We finished the supportive substructure, installed the milking machines on the roof, and tuned the sensitive measuring devices on the front. The circular harmonizers on the side were my idea. Lots of work yet to do, but lots of shiny promise.

Nz on Xianity

Posted in Nietzsche by Huenemann on September 24, 2008

Nietzsche’s most sustained account of the west’s great death-traditions is in one of his last works, aptly titled The Anti-Christ. The work offers a relatively detailed Nietzschean account of Jesus’s own psychology, and how his teachings were transformed into a means for suppressing life’s instincts. We can provide a brief sketch of the account. Jesus, according to Nietzsche, was timid and over-sensitive by temperament. He found conflict and confrontation deeply disturbing and frightening. So he developed a “turn the other cheek” response to his enemies, yielding anything to everyone, promising that on a day coming soon none of these tribulations would matter and everything would be replaced by a kingdom of heaven.

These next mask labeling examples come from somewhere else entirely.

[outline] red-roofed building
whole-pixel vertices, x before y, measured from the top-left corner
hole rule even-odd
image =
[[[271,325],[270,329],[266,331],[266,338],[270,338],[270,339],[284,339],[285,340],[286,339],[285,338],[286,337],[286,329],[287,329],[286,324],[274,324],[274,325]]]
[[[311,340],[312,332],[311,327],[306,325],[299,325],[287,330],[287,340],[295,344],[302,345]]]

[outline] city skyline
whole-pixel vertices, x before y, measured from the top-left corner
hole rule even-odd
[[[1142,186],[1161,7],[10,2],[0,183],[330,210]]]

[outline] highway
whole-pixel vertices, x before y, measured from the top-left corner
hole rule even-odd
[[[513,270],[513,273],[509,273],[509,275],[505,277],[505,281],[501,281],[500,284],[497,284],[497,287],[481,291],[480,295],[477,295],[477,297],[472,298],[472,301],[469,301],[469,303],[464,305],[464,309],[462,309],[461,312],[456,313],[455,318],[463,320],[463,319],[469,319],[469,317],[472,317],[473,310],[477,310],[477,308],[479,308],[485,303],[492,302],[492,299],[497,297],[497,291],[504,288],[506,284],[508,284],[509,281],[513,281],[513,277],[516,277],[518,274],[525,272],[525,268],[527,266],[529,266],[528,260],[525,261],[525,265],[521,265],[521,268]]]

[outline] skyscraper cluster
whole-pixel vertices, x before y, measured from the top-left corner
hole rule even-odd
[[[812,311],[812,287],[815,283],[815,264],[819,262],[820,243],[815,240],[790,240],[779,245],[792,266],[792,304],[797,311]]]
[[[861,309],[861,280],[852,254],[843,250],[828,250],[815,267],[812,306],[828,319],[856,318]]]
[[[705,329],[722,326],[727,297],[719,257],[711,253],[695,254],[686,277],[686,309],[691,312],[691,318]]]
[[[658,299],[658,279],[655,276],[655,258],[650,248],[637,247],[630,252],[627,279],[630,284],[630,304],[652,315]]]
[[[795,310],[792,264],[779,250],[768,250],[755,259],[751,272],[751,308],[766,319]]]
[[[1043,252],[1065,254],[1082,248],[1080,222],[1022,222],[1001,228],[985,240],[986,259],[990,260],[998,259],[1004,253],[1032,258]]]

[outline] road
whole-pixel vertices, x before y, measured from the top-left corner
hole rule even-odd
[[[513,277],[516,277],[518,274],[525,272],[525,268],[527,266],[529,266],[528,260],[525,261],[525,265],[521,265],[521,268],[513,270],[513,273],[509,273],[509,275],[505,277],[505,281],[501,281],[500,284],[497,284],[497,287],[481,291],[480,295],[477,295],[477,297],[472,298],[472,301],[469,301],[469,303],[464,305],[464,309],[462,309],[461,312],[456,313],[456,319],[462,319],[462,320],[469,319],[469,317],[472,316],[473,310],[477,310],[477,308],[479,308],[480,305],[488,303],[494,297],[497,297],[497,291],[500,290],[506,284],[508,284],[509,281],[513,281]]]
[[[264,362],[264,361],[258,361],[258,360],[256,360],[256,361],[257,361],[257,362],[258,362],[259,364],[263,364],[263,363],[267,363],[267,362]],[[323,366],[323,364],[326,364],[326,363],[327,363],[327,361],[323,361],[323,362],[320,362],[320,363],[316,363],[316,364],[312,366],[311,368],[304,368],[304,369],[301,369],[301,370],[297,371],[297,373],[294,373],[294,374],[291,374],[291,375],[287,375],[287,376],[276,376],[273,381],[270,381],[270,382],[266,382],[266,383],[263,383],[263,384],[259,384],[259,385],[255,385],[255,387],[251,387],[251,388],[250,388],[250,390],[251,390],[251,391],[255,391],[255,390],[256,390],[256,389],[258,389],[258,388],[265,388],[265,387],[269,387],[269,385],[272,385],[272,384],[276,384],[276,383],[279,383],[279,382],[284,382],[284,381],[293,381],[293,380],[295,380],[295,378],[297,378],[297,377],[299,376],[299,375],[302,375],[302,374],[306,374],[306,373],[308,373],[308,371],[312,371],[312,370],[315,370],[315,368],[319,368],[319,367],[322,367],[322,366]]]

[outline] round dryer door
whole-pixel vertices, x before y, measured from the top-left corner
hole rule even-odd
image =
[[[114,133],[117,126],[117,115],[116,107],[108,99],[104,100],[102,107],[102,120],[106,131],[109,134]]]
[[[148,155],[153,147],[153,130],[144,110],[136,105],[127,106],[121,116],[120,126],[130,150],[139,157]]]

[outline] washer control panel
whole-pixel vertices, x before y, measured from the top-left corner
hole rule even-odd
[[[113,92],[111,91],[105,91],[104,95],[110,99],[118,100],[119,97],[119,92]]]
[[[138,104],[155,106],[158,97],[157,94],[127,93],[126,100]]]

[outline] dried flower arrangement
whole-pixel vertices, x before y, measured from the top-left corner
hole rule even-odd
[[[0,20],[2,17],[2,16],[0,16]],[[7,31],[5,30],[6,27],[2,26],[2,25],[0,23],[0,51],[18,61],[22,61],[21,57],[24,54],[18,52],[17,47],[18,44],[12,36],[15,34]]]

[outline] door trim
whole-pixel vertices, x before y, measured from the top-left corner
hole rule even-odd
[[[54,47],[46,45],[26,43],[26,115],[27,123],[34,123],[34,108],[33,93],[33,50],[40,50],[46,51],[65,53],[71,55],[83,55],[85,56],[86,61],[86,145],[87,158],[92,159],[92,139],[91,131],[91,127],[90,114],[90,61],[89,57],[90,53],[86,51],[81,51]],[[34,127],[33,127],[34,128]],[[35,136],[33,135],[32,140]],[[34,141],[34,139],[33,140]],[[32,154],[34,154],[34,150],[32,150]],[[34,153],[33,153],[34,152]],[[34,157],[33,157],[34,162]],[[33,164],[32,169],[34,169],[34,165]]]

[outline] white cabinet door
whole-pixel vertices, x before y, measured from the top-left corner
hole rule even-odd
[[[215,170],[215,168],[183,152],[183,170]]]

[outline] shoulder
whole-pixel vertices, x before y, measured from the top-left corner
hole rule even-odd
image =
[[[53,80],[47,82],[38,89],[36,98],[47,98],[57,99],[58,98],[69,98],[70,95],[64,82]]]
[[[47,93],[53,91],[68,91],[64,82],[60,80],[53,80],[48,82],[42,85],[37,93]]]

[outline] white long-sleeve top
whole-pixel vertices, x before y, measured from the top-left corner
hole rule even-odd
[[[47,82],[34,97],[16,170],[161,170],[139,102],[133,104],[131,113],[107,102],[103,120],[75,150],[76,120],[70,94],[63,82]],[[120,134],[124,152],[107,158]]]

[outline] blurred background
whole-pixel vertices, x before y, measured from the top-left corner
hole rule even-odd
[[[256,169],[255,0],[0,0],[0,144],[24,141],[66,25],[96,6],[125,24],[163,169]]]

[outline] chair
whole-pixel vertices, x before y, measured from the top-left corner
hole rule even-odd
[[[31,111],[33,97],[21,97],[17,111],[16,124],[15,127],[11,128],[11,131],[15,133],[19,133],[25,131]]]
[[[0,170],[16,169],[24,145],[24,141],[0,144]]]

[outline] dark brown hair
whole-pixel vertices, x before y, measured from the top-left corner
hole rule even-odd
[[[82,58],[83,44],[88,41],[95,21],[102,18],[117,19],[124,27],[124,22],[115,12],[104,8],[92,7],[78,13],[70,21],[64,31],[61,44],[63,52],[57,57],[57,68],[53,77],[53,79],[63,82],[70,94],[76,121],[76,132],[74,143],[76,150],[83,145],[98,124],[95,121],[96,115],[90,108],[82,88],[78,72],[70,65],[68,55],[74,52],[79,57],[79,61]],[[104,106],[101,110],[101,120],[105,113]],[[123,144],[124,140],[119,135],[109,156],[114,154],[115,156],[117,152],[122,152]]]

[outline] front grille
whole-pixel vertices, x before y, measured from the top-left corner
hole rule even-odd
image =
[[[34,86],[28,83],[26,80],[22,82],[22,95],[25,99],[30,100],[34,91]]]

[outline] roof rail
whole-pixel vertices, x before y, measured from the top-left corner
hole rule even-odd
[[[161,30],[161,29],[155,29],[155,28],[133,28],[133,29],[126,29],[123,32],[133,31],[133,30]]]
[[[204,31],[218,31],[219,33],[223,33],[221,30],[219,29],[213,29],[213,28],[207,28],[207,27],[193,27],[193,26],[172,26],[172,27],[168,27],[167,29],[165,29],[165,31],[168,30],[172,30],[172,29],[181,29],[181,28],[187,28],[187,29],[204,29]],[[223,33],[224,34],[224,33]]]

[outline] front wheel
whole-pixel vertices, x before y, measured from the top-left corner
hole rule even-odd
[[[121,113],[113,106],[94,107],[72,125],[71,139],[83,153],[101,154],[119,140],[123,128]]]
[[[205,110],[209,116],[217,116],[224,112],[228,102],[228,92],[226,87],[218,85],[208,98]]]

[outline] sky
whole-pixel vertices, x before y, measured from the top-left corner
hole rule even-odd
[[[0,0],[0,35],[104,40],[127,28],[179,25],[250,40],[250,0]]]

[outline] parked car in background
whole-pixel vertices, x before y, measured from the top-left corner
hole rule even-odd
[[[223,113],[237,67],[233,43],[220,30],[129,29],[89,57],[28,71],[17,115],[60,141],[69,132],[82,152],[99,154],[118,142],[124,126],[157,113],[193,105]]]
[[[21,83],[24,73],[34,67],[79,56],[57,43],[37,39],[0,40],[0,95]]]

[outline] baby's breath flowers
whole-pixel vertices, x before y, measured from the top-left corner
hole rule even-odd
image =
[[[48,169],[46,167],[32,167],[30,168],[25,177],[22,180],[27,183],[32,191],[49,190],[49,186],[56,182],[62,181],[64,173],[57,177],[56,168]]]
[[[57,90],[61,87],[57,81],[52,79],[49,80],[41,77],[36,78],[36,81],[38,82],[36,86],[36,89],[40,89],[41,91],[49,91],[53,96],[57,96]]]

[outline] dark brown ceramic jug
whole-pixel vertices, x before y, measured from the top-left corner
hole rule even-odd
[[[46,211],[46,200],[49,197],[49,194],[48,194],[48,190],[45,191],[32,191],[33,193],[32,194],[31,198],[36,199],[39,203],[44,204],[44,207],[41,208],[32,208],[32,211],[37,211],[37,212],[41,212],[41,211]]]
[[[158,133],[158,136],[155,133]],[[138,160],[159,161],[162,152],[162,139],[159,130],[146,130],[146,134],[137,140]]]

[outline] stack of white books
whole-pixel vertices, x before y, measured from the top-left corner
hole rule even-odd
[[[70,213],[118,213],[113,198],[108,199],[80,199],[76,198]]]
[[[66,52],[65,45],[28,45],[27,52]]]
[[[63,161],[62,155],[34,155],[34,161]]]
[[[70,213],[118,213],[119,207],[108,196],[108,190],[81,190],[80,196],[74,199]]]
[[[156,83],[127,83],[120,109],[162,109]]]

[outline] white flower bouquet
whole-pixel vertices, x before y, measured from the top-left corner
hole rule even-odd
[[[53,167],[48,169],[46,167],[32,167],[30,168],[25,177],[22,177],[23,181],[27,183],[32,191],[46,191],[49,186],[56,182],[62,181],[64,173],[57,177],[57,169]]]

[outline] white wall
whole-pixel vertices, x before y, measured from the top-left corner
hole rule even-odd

More than that: Jesus found ways to insulate himself from all the pains and horrors of the world, and turn each and every moment into a little miracle, a feeling for the closeness of heaven, which is the permanent refuge from real life. Jesus found a way to keep the arms of the Father around him at all times, protecting him and sustaining him, so that his joy could not be removed by any earthly power. It was, in Nietzsche’s phrase, “an infantilism that has receded into the spiritual” (A, 32).
Of course, Jesus was killed, but his followers did not share his temperament. (“There was only one Christian, and he died on the cross,” Nietzsche writes memorably (A, 39).) They instead, like most human beings, sought after earthly power. But they ran immediately into a problem: Jesus eschewed any pursuit of power, and counseled disengagement with the political world. What to do? In a cognitive flip of values that continually astonishes Nietzsche, the followers of Jesus decided that the way of Jesus was in fact the route to true power, the road to “living abundantly.” Contradictory though it may seem, the life of earthly servitude is in fact the life that God will richly reward. The virtuous life is the one that devalues pursuits of earthly pleasures, wealth, power, and prominence. The “good” person is the one who subordinates all drives to a single drive: the drive to serve the Church and its head, Jesus Christ. Through this servitude, the follower will raise himself higher than earthly powers and principalities, and reap rich rewards in heaven. The servant will be the master. What feels good is really bad. What feels powerful is really weakness. What feels wise is really folly. To live for Christ is to be dead to the world. Indeed, the very symbol for eternal life is a man dying on a cross. It is as perverse as a system of values can possibly be, Nietzsche thought.
This Christian reversal of life’s values did increase the earthly power of a certain class of people — the priests, who were so kind as to take the dangerous temptation of power upon themselves in the interest of instilling true piety among the members of the church. So even in this twisted reversal of life’s values, the will to power continues to flourish, in a somewhat underhanded way. There are individuals who continue to seek and gain power through the church, that is, by promulgating and enforcing the set of values which themselves denigrate the will to power. It is a familiar form of hypocrisy between the message and the motives of those delivering the message. Someone gets rich by selling books which tell people not to be materialistic. Someone manages to attract attention to themselves by appearing not to care if others notice. Someone tries to cause a revolution in his culture by writing books which loudly proclaim their own “untimeliness.” And so on. Life will always find a way to pursue its own agenda, even through a set of values which themselves explicitly devalue life’s values. The church was lead by men who were, by life’s standards, quite strong indeed. “The values of the weak have the upper hand because the strong have taken them over to lead with them…” Nietzsche writes in a note (LN, 15 [79]).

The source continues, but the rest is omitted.